"A little wanton money, which burned out the bottom of his purse"
About this Quote
The phrase lands like a tiny moral parable disguised as bookkeeping: money isn’t merely spent, it’s “wanton,” and it doesn’t empty the purse so much as scorch through it. More’s verb choice turns finance into arson. The “little” is a trap, too - the sort of minimization people use when they’re already rationalizing a vice. A small indulgence, he implies, can have an outsized consequence because the damage isn’t linear; it’s structural. Once the bottom is gone, everything else falls through.
The intent is sharply corrective. More writes from a Christian humanist world that treats economic life as a test of character, not a neutral arena of preference. “Wanton” in his era carries sexual and moral looseness, so the subtext is that reckless spending is kin to lust: appetite ungoverned by reason. It’s not an accident that the purse is personified as something vulnerable and bodily. The image shames without sermonizing; you can almost see the singed leather.
Context matters: early 16th-century England is a place where display, patronage, and courtly consumption are rising, while older moral frameworks insist that excess corrodes the soul and the household. More, who would later die for principle, had a lifelong suspicion of the ways private desires metastasize into public rot. This line suggests that “a little” corruption is still corruption - and that the first casualty is the container meant to hold you together.

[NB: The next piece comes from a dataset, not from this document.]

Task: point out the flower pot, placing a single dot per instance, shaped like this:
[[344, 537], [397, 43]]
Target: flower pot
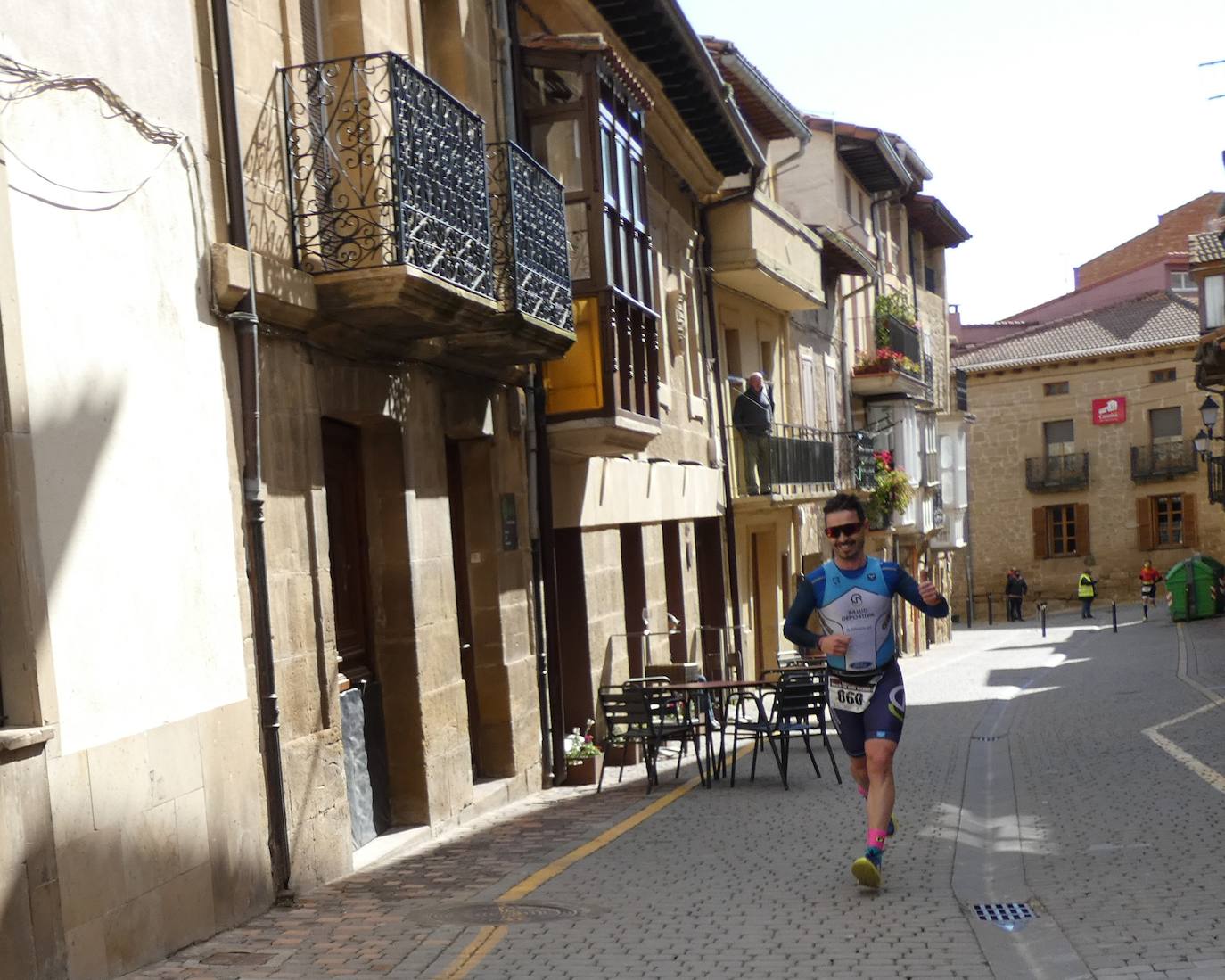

The intent is sharply corrective. More writes from a Christian humanist world that treats economic life as a test of character, not a neutral arena of preference. “Wanton” in his era carries sexual and moral looseness, so the subtext is that reckless spending is kin to lust: appetite ungoverned by reason. It’s not an accident that the purse is personified as something vulnerable and bodily. The image shames without sermonizing; you can almost see the singed leather.
Context matters: early 16th-century England is a place where display, patronage, and courtly consumption are rising, while older moral frameworks insist that excess corrodes the soul and the household. More, who would later die for principle, had a lifelong suspicion of the ways private desires metastasize into public rot. This line suggests that “a little” corruption is still corruption - and that the first casualty is the container meant to hold you together.